In the early part of this period a demonstration of sleeper cutting continued to be well received by visitors. Initially we used one of the Saldaneri brothers from Lakes Entrance, but later on I think Mario Saulle from Bruthen was also involved. In later years, as sleeper cutting wound down in East Gippsland, it became more difficult to arrange this, so we used Bill Thomas of the Bruthen District crew to fall a tree or two and then Phil Morgan got out the broad axe and cut the resulting log into a sleeper.

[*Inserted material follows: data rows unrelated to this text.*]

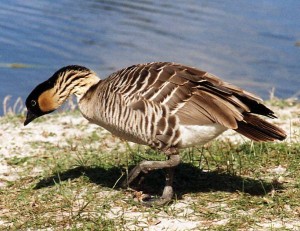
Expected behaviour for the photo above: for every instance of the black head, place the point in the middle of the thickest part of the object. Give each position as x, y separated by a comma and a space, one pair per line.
38, 101
45, 97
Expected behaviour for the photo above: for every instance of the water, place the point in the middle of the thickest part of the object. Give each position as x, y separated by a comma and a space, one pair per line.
248, 43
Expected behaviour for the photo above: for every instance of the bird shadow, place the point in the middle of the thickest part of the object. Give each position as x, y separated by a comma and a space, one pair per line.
188, 179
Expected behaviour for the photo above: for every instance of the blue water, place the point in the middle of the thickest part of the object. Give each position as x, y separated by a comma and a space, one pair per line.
248, 43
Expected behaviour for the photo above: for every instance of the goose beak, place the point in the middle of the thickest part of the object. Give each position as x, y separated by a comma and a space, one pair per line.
29, 117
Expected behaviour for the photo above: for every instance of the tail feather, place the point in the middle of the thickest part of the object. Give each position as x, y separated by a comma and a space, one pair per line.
258, 129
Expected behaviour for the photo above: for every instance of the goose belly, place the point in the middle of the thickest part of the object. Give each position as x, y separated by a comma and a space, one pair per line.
199, 134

Phil generally delivered the advertising posters to the caravan parks and motels around the district, and one of the most effective was a caravan park which always placed our posters on the inside of their toilet doors – they said that everyone visited there and had time to read the posters.
Mike Leonard
In late 1977 I was transferred to the FEAR Branch in Melbourne to work with the newly established Landscape Management Section, and with the three newly recruited US Landscape Architects. Not long after I reckon I accompanied FEAR’s then 2IC, Stuart Calder, to Gippsland to join a tour as observers. The plan, as I recall it, was to offer tours to greater Melbourne, as part of World Forestry Day (21 March) celebrations. The FCV was fairly ‘into’ WFD in that era.
Tours were then offered, over the next few years, in conjunction with WFD. Peter Young, again from memory, was the operations guru, but I have no recollection of how the tours were promoted. The tours assembled in Queens Park in Healesville, and on a few occasions, I filled a ‘tour leader’ role. Again from memory, several groups, of around 20 vehicles each, were marshalled before heading to either Toolangi or Upper Yarra Districts, to encounter a range of forest operations.
A final comment – at tour’s end (2-3+ hours later) people were generally pretty appreciative, but more than once I was slightly startled to be told how nice it was to spend a lovely day out in a national park.